There are two ways I provide structure within these bedding-grass fields. The first is to plant trees. Although I just noted that I like to use fire to maintain pure stands of grass, the right trees can be beneficial.

I’ve found a good approach is to plant three oaks, arranging them about 20-25 feet apart in an equilateral triangle. I prefer to plant bigger burlapped trees that are 10-15 feet tall. The idea is that, as they get bigger, they’ll provide shade in summer as well as mast in fall. The grasses will continue to grow around these trees, making for a great bedding location.

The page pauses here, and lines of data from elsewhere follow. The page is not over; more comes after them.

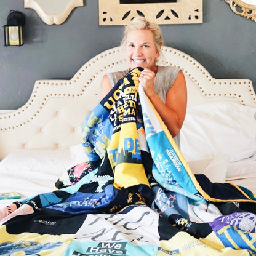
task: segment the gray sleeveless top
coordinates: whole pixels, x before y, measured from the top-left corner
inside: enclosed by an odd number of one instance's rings
[[[158,66],[154,89],[164,103],[166,103],[166,94],[172,86],[180,70],[179,68],[173,66]],[[106,74],[108,76],[112,86],[114,86],[118,80],[128,72],[129,70],[126,70],[121,71],[109,73]],[[174,138],[178,146],[180,148],[180,134]]]

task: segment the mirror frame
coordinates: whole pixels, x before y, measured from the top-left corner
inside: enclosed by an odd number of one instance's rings
[[[225,1],[235,14],[246,17],[247,20],[250,18],[256,22],[256,5],[249,4],[242,0],[225,0]],[[237,7],[239,7],[239,10]]]
[[[64,9],[61,10],[60,14],[49,15],[36,0],[24,0],[24,8],[33,9],[38,14],[41,20],[47,25],[62,24],[68,18],[73,9],[84,6],[84,0],[69,0]]]

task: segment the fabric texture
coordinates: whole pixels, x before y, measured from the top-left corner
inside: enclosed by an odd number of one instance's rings
[[[256,255],[256,215],[241,207],[255,209],[254,196],[192,173],[139,86],[141,70],[83,124],[82,177],[74,167],[73,185],[8,209],[0,254]]]
[[[174,66],[158,66],[154,89],[164,103],[166,103],[166,94],[172,87],[180,71],[179,68]],[[109,73],[106,75],[108,76],[112,87],[114,87],[118,81],[128,73],[129,70],[126,70]],[[174,138],[178,146],[180,148],[180,134],[177,134]]]

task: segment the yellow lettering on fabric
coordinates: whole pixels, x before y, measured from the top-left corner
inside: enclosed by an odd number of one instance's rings
[[[126,188],[138,184],[150,186],[142,164],[128,162],[118,164],[114,169],[114,186],[117,188]]]
[[[129,87],[126,88],[124,90],[124,94],[134,94],[138,92],[138,86],[129,86]]]

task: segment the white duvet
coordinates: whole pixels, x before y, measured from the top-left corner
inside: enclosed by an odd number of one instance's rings
[[[256,193],[255,108],[231,102],[188,108],[181,150],[194,173],[213,182],[233,182]],[[22,198],[52,191],[57,179],[87,161],[81,145],[67,150],[20,150],[0,162],[0,192]],[[10,201],[0,200],[0,207]]]

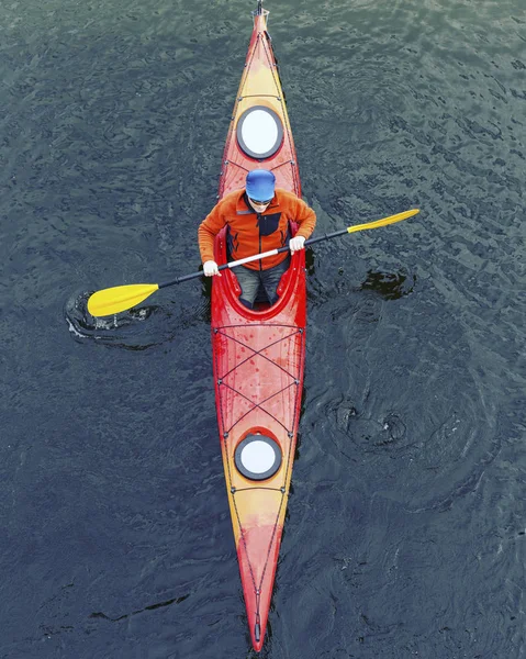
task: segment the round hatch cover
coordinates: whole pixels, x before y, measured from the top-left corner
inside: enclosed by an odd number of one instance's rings
[[[250,480],[265,480],[281,466],[279,444],[266,435],[247,435],[234,454],[237,470]]]
[[[272,156],[283,141],[281,119],[270,108],[254,105],[248,108],[237,122],[237,142],[253,158]]]

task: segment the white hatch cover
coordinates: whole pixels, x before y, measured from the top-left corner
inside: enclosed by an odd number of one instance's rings
[[[269,158],[283,142],[281,119],[265,105],[249,108],[237,122],[237,142],[247,156]]]
[[[234,455],[239,473],[250,480],[265,480],[273,476],[281,466],[281,449],[278,443],[266,435],[247,435],[237,445]]]

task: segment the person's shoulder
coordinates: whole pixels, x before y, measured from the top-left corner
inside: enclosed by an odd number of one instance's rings
[[[301,197],[298,197],[298,194],[294,194],[293,192],[290,192],[289,190],[284,190],[283,188],[276,188],[276,196],[278,197],[278,201],[282,200],[282,201],[289,201],[289,202],[293,202],[293,201],[303,201],[303,199]],[[305,203],[305,202],[303,202]]]

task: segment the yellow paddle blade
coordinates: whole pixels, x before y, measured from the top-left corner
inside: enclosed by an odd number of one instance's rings
[[[113,315],[139,304],[158,289],[158,283],[130,283],[97,291],[88,300],[88,311],[93,316]]]
[[[394,224],[395,222],[407,220],[407,217],[413,217],[413,215],[416,215],[416,213],[419,212],[419,209],[412,209],[411,211],[405,211],[403,213],[399,213],[398,215],[391,215],[389,217],[384,217],[383,220],[377,220],[376,222],[368,222],[367,224],[355,224],[355,226],[349,226],[347,232],[355,233],[356,231],[363,231],[365,228],[379,228],[380,226],[387,226],[388,224]]]

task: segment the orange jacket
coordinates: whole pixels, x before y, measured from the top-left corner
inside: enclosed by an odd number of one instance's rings
[[[292,236],[289,222],[296,222],[296,236],[307,238],[316,224],[316,214],[292,192],[278,188],[272,201],[259,214],[250,206],[245,190],[224,197],[201,222],[198,230],[203,263],[214,259],[214,237],[227,226],[227,244],[232,260],[277,249]],[[288,257],[288,253],[246,264],[251,270],[267,270]]]

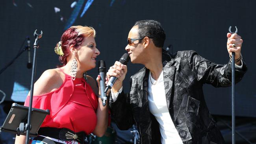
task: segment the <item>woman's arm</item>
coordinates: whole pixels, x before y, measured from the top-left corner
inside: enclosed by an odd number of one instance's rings
[[[98,96],[99,92],[99,92],[100,88],[98,88],[95,80],[92,78],[87,76],[87,78],[89,84],[95,94]],[[96,79],[98,83],[98,85],[100,85],[100,76],[98,76]],[[102,106],[102,101],[100,98],[98,98],[98,107],[96,111],[97,123],[96,127],[93,133],[97,137],[101,137],[104,135],[108,127],[108,102],[106,102],[106,105],[104,107]]]

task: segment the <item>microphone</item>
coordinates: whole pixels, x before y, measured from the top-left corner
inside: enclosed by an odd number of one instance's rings
[[[30,59],[30,39],[29,37],[27,37],[27,42],[28,45],[27,47],[28,48],[28,61],[27,64],[27,68],[31,68],[32,67],[32,63],[31,63],[31,60]]]
[[[105,61],[100,60],[98,62],[98,71],[99,75],[100,76],[100,98],[102,102],[102,105],[104,107],[106,105],[106,101],[108,98],[106,96],[106,93],[104,92],[106,88],[105,82],[106,77],[106,64]]]
[[[122,55],[122,57],[121,57],[120,60],[119,61],[119,62],[121,63],[123,65],[126,65],[130,60],[130,57],[129,56],[129,54],[125,53]],[[114,83],[115,83],[115,81],[117,80],[117,77],[114,76],[111,76],[110,78],[109,81],[108,81],[108,83],[107,84],[107,85],[106,85],[106,87],[106,87],[106,89],[105,89],[105,91],[104,91],[106,93],[109,89],[111,89],[112,88],[112,87],[113,86],[113,85],[114,85]]]

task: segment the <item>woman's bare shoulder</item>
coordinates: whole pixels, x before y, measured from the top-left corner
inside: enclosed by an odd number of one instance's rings
[[[45,70],[35,83],[34,95],[43,94],[58,89],[64,79],[65,75],[58,68]]]

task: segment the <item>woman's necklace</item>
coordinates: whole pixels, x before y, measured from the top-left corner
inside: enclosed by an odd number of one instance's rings
[[[158,76],[158,78],[157,78],[157,79],[156,79],[156,81],[155,81],[155,82],[154,82],[154,83],[152,82],[152,81],[151,80],[151,77],[152,77],[152,76],[151,75],[151,71],[150,71],[150,72],[149,73],[149,74],[150,74],[150,82],[151,82],[151,84],[152,85],[156,85],[156,83],[157,83],[157,81],[158,80],[158,79],[159,78],[159,77],[160,77],[160,75],[161,75],[161,73],[162,73],[162,71],[163,71],[163,70],[162,70],[161,71],[161,72],[160,73],[160,74],[159,75],[159,76]]]

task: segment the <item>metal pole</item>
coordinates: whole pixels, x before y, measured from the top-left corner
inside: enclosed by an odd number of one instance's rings
[[[235,84],[235,53],[232,52],[232,144],[236,144]]]

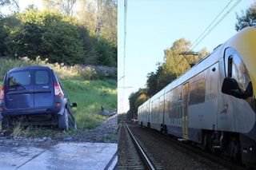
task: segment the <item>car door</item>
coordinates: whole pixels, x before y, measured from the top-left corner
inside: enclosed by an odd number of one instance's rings
[[[33,109],[32,73],[30,70],[10,72],[6,78],[7,109]]]
[[[54,105],[54,82],[50,70],[34,70],[34,108],[47,108]]]

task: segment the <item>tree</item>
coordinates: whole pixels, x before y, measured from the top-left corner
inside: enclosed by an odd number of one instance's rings
[[[158,64],[155,73],[151,72],[147,75],[146,89],[147,96],[151,97],[171,83],[178,76],[190,69],[189,63],[197,63],[202,57],[209,54],[206,48],[199,51],[199,55],[188,55],[186,59],[184,56],[179,55],[181,52],[190,52],[190,42],[185,38],[175,41],[173,45],[164,50],[166,62]]]
[[[130,109],[128,117],[130,118],[137,117],[138,108],[148,99],[146,89],[139,89],[137,92],[132,93],[129,97]]]
[[[0,6],[9,6],[10,10],[14,13],[19,11],[19,4],[18,0],[0,0]],[[2,14],[1,12],[0,14]]]
[[[75,19],[56,12],[28,10],[18,14],[20,24],[5,39],[13,57],[48,58],[50,62],[80,63],[85,53]]]
[[[256,25],[256,2],[253,3],[246,12],[242,10],[241,16],[236,14],[237,23],[235,24],[235,30],[237,31],[247,26],[253,26]]]

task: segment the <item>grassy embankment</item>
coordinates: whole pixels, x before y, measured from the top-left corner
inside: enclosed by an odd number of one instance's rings
[[[60,132],[54,129],[28,128],[26,130],[14,128],[14,135],[26,136],[59,137],[62,134],[79,133],[85,128],[94,128],[107,117],[98,114],[102,105],[108,110],[117,108],[117,81],[115,79],[97,78],[98,75],[94,70],[81,70],[77,65],[66,67],[62,64],[49,64],[46,61],[37,58],[31,61],[6,60],[0,58],[0,85],[5,73],[11,68],[21,65],[48,65],[55,70],[66,91],[70,102],[76,102],[76,121],[78,131]],[[96,78],[95,78],[96,77]],[[94,79],[95,78],[95,79]],[[92,79],[92,80],[90,80]],[[112,136],[112,134],[110,134]]]

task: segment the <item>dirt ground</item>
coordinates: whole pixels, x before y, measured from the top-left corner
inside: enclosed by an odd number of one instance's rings
[[[94,129],[78,129],[75,132],[58,132],[58,137],[51,138],[48,134],[41,137],[14,136],[12,132],[0,131],[0,146],[40,146],[50,147],[58,142],[108,142],[117,143],[118,115],[109,117]],[[43,128],[47,129],[49,128]],[[56,129],[55,129],[56,131]],[[43,132],[43,130],[42,130]],[[43,135],[44,136],[44,135]]]

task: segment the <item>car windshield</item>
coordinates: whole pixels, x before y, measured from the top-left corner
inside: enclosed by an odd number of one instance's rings
[[[14,72],[8,75],[8,86],[23,86],[30,84],[30,72]]]

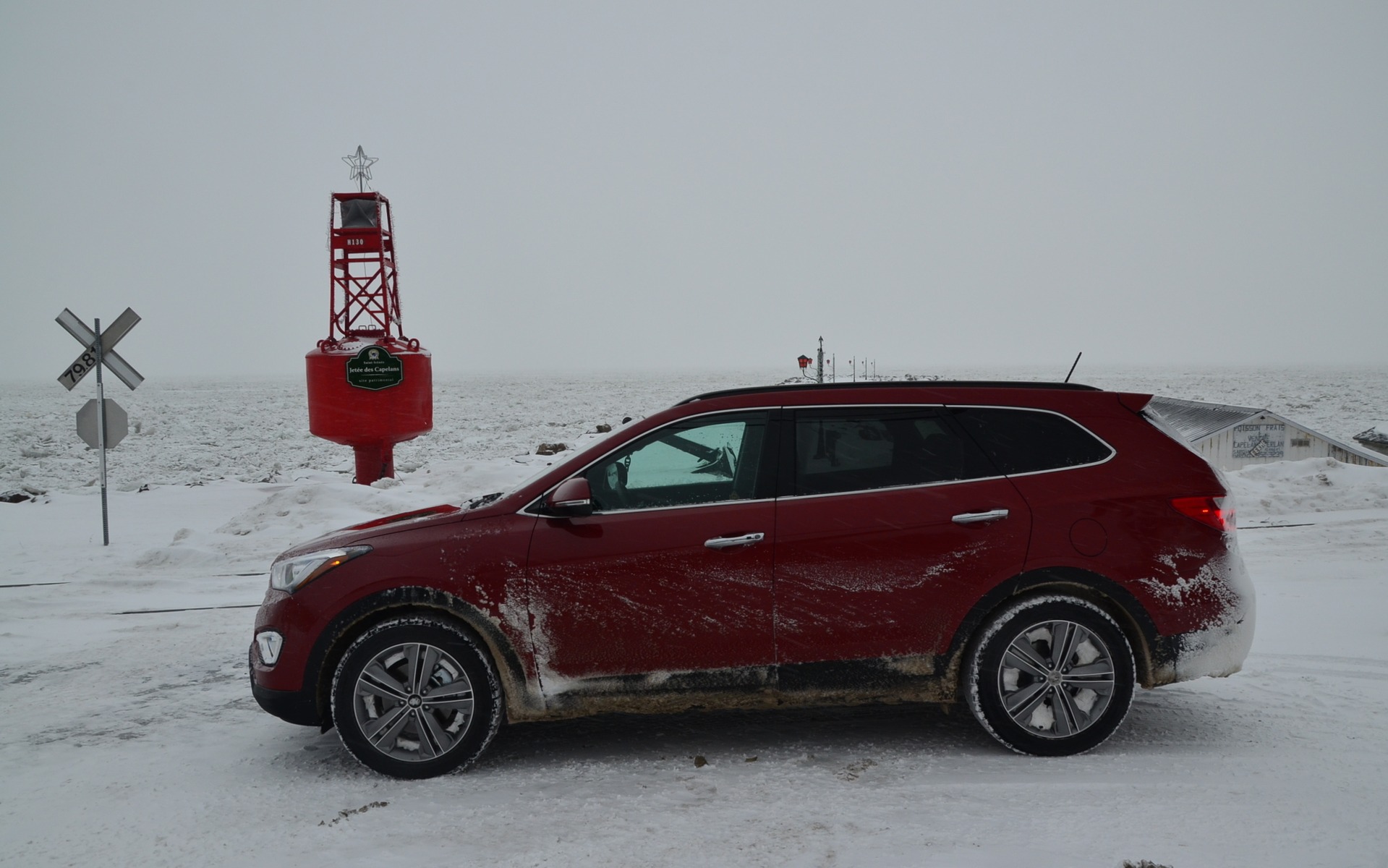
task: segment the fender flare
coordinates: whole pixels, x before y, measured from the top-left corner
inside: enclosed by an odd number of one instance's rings
[[[944,656],[941,676],[958,686],[965,650],[979,628],[1015,597],[1041,592],[1069,593],[1101,607],[1117,621],[1133,644],[1138,683],[1155,687],[1169,681],[1160,676],[1160,671],[1173,658],[1171,642],[1156,632],[1156,624],[1133,592],[1105,575],[1073,567],[1044,567],[1023,572],[983,594],[955,629]]]
[[[337,612],[318,635],[304,665],[304,687],[312,690],[318,725],[323,732],[333,726],[332,672],[347,646],[362,631],[382,621],[407,614],[436,614],[459,624],[476,635],[491,654],[501,681],[502,706],[507,719],[529,719],[544,711],[540,685],[529,678],[522,653],[497,624],[476,606],[437,587],[408,585],[368,594]]]

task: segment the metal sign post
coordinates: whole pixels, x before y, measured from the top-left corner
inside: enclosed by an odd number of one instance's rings
[[[105,450],[107,446],[115,446],[125,437],[125,410],[119,407],[115,401],[105,400],[105,383],[101,379],[101,368],[111,368],[111,372],[121,378],[126,386],[133,392],[136,386],[144,382],[140,372],[130,367],[128,361],[121,358],[115,353],[115,343],[125,337],[125,335],[135,328],[135,324],[140,321],[140,315],[125,308],[125,311],[115,318],[105,332],[101,332],[101,321],[93,319],[94,328],[87,328],[85,322],[78,319],[78,317],[62,308],[58,314],[58,325],[68,331],[69,335],[78,339],[78,343],[83,344],[82,353],[78,356],[76,361],[68,365],[67,371],[58,375],[58,382],[71,392],[82,379],[96,368],[96,401],[89,401],[86,407],[78,411],[78,436],[92,443],[94,439],[97,453],[100,454],[101,465],[101,544],[111,544],[111,525],[108,521],[110,511],[107,510],[105,499]],[[96,404],[96,437],[90,436],[90,415],[89,408]],[[118,431],[107,433],[107,410],[111,415],[118,419]]]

It should be noted that trees and fire don’t mix well! Before I burn bedding-grass fields, I mow around the trees in a fairly wide radius. I learned this lesson the hard way years ago and had to replant all the trees! I thought those I had growing were big enough to survive fire, but I was wrong.

Another way of creating structure within a field of bedding grass is to plant a non-invasive type of miscanthus within the interior. I like to plant it in the shape of a giant X or T. This allows deer to bed on the downwind side of the miscanthus, no matter from which direction the wind blows. Deer relate to these plantings within a field of bedding grass in much the same way fish relate to Christmas trees sunk into farm ponds.

Should You Mow Paths?

There’s one more key point in regard to maximizing the potential of a bedding-grass field, and that’s whether or not to mow paths in it.

Some managers like to do so, in an effort to direct deer toward desired locations. The practice clearly works to a degree. But from my observations, it’s not a good plan for hunting mature bucks. Sure, some will follow these mowed paths, just as the rest of the herd will — but the majority seem to prefer to have cover right up against their sides as they move. A lot of older bucks refuse to utilize mowed paths.

At one time, I mowed paths in my bedding-grass fields. However, Smokey was a buck that refused to use them. In turn, he broke me of that habit.

A better way of directing deer travel into and out of these bedding grass fields is again by using miscanthus. A row planted from the edge of the grass field out into the heart of it will likely become a preferred travel corridor of whitetails bedding within it.

This is a great tactic for putting deer right in front of a stand, and it’s especially valuable when your options for stand locations are very limited. Simply put one end of a miscanthus strip within easy range of your stand, then extend it out to the center of the grass field.

In Conclusion

Here are some key points to remember: Start by designing a plan for your field by taking into consideration all stand sites, as well as hunter entrance and exit routes for each. For the heart of the field, select a tall grass that has good standability in harsh winter weather conditions. I use our Real World Wildlife switchgrass, as it’s the best option I’ve found to date.

Decide exactly where you want the deer to bed within the field, then create some structure there with either trees or taller miscanthus grass. Use a strip of miscanthus to direct deer traffic from these structure areas to your stand location on the edge. Finally, use a strip of shorter grass to soften the edge where you want deer to exit. Likewise, consider building a wall using miscanthus on edges you don’t want deer to exit.

Combining these management practices not only maximizes the attractiveness of native grasses to whitetails as bedding cover but also maximize your success when hunting around them. I certainly can’t guarantee you’ll kill a huge buck by creating a well-planned field of bedding grass. However, I bet you’ll be surprised by the overall impact this dynamite habitat has on your hunting results.